WASHINGTON -- The tea party's reaction to news that ousted House Majority Leader Eric Cantor (R-Va.) is headed to Wall Street can be summed up in three words: told ya so.
"After Dave Brat's upset victory in June, many analysts accused Eric Cantor of paying more attention to Wall Street than to the people of Virginia's 7th district. He certainly didn't waste any time validating that theory," Kevin Broughton, a spokesman for the Tea Party Patriots Citizens Fund, said in a Tuesday statement.
Cantor, who was defeated by tea party-backed Dave Brat in a Republican primary election, is joining investment bank Moelis & Co. as vice chairman and managing director. He stands to earn $3.4 million in cash and stocks as a signing bonus, with $1.2 million guaranteed in just his first year.
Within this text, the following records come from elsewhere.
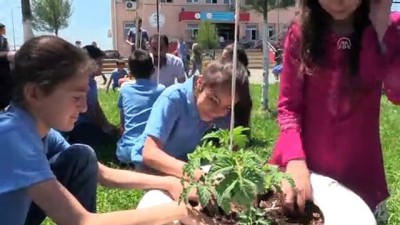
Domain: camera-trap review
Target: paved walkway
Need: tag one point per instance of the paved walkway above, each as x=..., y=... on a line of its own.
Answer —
x=255, y=78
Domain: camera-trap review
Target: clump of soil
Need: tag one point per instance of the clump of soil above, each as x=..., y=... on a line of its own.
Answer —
x=272, y=204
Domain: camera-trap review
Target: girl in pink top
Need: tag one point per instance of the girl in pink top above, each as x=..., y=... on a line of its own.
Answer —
x=337, y=57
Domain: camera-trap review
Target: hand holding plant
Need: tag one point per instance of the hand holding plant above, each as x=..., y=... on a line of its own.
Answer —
x=298, y=195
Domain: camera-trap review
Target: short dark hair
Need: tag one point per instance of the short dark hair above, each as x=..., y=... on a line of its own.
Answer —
x=93, y=52
x=141, y=64
x=162, y=37
x=48, y=61
x=219, y=75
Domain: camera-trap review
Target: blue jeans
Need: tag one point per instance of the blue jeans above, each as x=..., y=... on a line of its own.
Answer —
x=75, y=168
x=89, y=134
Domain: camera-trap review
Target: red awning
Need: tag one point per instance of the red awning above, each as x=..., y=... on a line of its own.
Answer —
x=196, y=15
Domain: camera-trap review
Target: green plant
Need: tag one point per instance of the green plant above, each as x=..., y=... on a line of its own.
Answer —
x=235, y=178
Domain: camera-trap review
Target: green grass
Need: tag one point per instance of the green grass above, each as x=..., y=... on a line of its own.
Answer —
x=264, y=132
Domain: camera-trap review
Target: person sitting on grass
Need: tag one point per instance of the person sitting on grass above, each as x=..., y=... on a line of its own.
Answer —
x=181, y=116
x=116, y=75
x=136, y=99
x=51, y=82
x=92, y=127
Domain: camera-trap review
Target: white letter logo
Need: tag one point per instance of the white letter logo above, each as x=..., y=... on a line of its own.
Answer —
x=344, y=43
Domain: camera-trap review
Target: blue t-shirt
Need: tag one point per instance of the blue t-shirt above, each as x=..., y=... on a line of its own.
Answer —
x=116, y=75
x=23, y=162
x=92, y=99
x=136, y=100
x=175, y=121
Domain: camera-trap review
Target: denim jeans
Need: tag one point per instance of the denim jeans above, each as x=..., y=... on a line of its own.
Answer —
x=75, y=168
x=90, y=134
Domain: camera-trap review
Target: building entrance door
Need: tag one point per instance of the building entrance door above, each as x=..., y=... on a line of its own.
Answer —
x=226, y=30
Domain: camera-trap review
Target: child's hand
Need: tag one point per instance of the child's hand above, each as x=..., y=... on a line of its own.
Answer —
x=195, y=217
x=380, y=16
x=297, y=169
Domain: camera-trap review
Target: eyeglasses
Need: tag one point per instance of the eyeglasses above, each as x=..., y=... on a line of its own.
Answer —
x=215, y=101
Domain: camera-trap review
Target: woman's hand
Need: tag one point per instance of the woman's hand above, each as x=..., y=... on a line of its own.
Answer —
x=196, y=217
x=380, y=16
x=175, y=188
x=298, y=171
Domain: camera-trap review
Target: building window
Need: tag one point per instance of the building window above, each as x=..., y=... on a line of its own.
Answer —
x=192, y=30
x=251, y=32
x=271, y=30
x=127, y=26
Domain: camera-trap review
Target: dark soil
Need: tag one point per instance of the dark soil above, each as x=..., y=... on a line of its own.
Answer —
x=272, y=203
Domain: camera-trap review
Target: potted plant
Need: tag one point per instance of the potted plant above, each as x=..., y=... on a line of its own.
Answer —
x=239, y=188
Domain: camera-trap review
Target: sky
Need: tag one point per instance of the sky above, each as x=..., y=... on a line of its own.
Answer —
x=90, y=21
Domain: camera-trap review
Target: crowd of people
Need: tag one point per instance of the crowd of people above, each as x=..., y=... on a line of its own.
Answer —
x=51, y=122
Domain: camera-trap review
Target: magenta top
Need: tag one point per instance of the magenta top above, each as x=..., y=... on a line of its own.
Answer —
x=334, y=130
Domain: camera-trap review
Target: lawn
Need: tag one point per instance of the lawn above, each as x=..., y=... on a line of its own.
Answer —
x=264, y=131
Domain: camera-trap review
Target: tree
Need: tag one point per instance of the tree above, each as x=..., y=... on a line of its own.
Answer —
x=263, y=7
x=51, y=15
x=207, y=35
x=27, y=19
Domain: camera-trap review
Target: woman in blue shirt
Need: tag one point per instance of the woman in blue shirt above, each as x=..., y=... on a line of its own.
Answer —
x=181, y=116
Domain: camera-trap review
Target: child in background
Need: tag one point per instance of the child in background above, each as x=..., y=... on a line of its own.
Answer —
x=277, y=70
x=337, y=57
x=136, y=99
x=51, y=77
x=6, y=80
x=92, y=127
x=195, y=59
x=116, y=75
x=181, y=116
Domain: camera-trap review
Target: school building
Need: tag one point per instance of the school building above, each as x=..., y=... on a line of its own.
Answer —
x=181, y=18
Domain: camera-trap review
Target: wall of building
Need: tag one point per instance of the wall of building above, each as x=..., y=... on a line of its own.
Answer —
x=122, y=19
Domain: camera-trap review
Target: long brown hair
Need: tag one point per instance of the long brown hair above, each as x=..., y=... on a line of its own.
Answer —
x=314, y=26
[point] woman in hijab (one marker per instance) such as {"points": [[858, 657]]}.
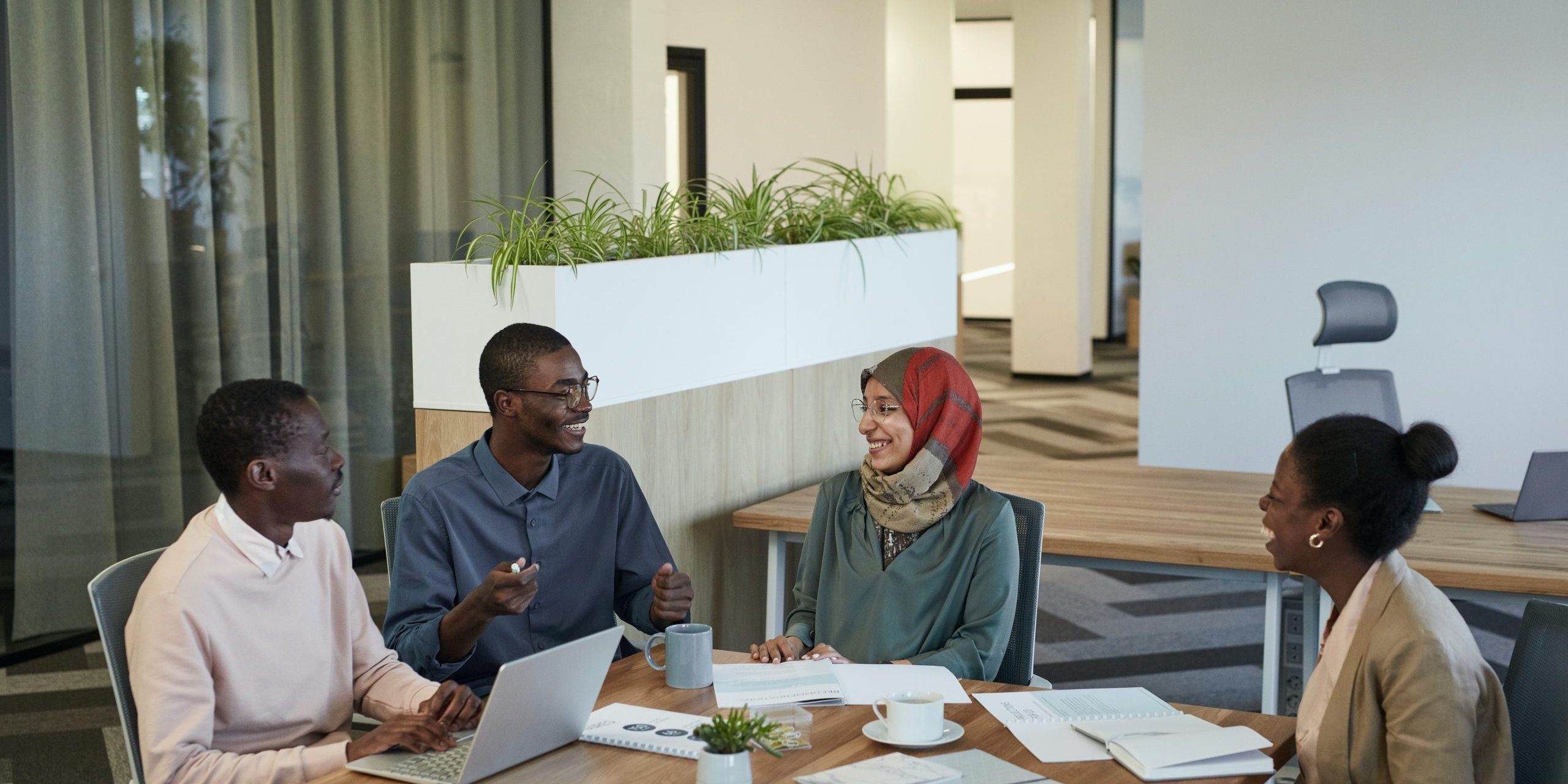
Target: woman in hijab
{"points": [[908, 560]]}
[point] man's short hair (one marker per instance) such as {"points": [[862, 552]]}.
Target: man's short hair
{"points": [[245, 421], [511, 355]]}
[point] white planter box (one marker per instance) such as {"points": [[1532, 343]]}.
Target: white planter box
{"points": [[651, 326]]}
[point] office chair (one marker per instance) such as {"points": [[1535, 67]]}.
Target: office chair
{"points": [[1537, 690], [1354, 312], [113, 593], [1018, 664], [390, 529]]}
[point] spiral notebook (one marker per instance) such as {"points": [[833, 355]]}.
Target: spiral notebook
{"points": [[645, 729], [1043, 722]]}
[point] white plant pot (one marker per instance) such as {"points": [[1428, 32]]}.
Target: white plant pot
{"points": [[723, 769], [653, 326]]}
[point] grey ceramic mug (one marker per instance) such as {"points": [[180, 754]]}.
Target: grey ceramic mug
{"points": [[689, 656]]}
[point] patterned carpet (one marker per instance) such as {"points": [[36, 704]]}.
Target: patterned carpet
{"points": [[1186, 640]]}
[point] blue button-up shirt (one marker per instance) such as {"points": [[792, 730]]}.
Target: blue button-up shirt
{"points": [[587, 526]]}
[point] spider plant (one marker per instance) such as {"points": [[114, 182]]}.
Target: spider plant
{"points": [[836, 203]]}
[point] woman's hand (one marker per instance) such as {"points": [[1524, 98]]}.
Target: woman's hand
{"points": [[825, 651], [778, 650]]}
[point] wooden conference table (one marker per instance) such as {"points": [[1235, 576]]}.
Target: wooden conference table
{"points": [[835, 737], [1208, 524]]}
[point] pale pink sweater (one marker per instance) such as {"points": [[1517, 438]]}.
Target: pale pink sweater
{"points": [[244, 676]]}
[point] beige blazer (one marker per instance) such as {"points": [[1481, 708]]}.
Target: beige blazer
{"points": [[1415, 703]]}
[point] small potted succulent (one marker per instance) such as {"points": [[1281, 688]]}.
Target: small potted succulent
{"points": [[726, 758]]}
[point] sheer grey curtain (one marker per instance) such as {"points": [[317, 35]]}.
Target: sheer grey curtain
{"points": [[208, 190]]}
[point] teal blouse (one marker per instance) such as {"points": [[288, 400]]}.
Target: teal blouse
{"points": [[948, 600]]}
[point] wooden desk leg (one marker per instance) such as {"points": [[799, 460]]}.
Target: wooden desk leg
{"points": [[1274, 620], [777, 578]]}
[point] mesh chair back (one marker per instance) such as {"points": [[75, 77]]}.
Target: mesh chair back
{"points": [[1314, 396], [1537, 692], [390, 529], [113, 593], [1018, 664]]}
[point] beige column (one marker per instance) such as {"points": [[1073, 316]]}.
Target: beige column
{"points": [[919, 73], [1053, 156], [1099, 240], [608, 63]]}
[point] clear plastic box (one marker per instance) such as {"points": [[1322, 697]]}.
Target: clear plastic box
{"points": [[796, 722]]}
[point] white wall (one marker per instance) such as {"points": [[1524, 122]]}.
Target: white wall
{"points": [[1128, 178], [984, 167], [1412, 143], [786, 80]]}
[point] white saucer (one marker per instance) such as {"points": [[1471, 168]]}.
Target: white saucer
{"points": [[878, 733]]}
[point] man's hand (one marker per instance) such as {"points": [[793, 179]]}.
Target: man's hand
{"points": [[825, 651], [415, 733], [778, 650], [671, 598], [505, 592], [454, 706]]}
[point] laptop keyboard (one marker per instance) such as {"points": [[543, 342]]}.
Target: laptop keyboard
{"points": [[440, 767]]}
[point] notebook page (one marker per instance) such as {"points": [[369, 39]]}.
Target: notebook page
{"points": [[1107, 731], [864, 684], [1057, 742], [808, 682], [1074, 704]]}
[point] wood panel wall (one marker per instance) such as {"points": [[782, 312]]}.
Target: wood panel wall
{"points": [[703, 454]]}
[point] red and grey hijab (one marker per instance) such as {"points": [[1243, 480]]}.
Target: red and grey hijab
{"points": [[941, 402]]}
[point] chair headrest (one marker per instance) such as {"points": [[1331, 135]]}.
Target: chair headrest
{"points": [[1355, 312]]}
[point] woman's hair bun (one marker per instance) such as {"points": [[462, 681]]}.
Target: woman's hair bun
{"points": [[1429, 452]]}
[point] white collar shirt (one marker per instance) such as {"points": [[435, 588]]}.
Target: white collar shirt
{"points": [[258, 549]]}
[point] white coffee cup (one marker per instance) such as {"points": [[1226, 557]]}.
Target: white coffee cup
{"points": [[913, 717]]}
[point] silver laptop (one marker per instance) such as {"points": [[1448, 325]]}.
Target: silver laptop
{"points": [[1544, 494], [540, 703]]}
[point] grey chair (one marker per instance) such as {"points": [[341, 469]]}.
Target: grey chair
{"points": [[1018, 664], [390, 529], [1537, 690], [113, 593], [1354, 312]]}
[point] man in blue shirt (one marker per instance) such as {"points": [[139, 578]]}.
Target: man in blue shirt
{"points": [[530, 494]]}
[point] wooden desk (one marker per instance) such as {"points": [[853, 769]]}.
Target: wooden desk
{"points": [[1208, 524], [836, 741]]}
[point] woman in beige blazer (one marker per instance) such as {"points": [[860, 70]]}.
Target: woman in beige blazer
{"points": [[1401, 693]]}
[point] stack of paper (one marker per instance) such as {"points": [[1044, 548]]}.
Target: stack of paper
{"points": [[645, 729], [891, 769], [979, 767], [1210, 753], [1043, 720], [828, 684]]}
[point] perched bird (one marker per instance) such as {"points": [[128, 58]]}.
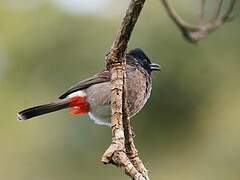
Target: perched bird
{"points": [[93, 95]]}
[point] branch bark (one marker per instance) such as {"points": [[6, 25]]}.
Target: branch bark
{"points": [[194, 33], [122, 152]]}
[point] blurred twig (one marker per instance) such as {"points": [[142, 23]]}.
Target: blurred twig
{"points": [[194, 33], [122, 151]]}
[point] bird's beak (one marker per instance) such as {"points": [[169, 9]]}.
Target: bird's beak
{"points": [[155, 67]]}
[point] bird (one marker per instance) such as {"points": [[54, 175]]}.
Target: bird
{"points": [[92, 96]]}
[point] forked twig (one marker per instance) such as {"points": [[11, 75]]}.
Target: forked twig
{"points": [[122, 151], [194, 33]]}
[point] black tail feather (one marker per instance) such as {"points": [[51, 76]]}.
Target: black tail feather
{"points": [[42, 109]]}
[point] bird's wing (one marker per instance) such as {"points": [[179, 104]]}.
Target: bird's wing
{"points": [[103, 76]]}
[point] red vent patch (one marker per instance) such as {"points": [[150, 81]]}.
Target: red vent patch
{"points": [[79, 105]]}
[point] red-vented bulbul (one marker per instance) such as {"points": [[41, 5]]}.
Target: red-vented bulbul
{"points": [[93, 95]]}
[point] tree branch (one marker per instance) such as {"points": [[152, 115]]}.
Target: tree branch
{"points": [[122, 151], [194, 33]]}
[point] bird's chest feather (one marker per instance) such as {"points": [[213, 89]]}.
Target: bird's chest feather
{"points": [[99, 96]]}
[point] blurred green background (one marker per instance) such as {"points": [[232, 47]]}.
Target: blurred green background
{"points": [[190, 128]]}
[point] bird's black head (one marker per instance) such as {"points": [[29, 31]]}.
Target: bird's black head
{"points": [[143, 60]]}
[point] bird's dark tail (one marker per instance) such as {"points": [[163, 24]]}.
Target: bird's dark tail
{"points": [[43, 109]]}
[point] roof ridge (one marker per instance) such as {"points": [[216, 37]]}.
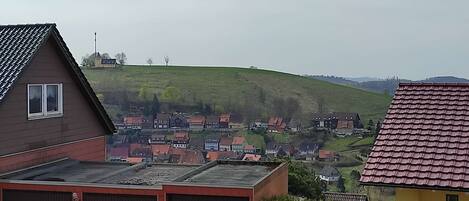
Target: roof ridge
{"points": [[432, 84], [24, 25]]}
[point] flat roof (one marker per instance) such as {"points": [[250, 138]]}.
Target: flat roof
{"points": [[215, 173]]}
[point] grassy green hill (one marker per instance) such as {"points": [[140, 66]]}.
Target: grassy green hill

That's worth a lot more steaks than the $174,000 a year salary Cantor earned as a member of Congress.
Lawmakers regularly trade in on years of experience and influence for cushy law and lobbying firms in Washington -- Cantor became just the latest member of Congress do so. But if anyone has reason to gloat, it's the man who pulled off the stunning upset in June.
Brat, an economics professor with unlikely ties to the tea party, regularly hammered Cantor for his close ties to lobbyists and the financial industry. “Eric Cantor and the Republican leadership do not know what a free market is at all, and the clearest evidence of that is the financial crisis … When I say free markets, I mean no favoritism to K Street lobbyists," he told radio host Flint Engelman earlier this year.
Brat was a fierce critic of investment bank Goldman Sachs for its role in the 2007 subprime mortgage debacle, deriding the “crony capitalists" for going "onto Obama’s rolodex, the Republican leadership, Eric’s rolodex."
And he further animated his supporters by highlighting the ways in which money flowed into Cantor's hands. "Go tell 50 friends about this," Brat said at one campaign stop. "It's called the STOCK Act." The 2012 Stop Trading on Congressional Knowledge Act required regular public disclosure of all stock trades made by congressional lawmakers and their families, but Cantor's office eventually watered down its provisions.
But while the tea party was quick to tout its work on Tuesday, the soon-to-be congressman was less so. A request for comment on Cantor's new occupation was not immediately returned by Brat's staff.
CORRECTION: A previous version of this article incorrectly referred to Brat as "congressman-elect." Brat will face Democrat Jack Trammell in the heavily Republican district on Nov. 4.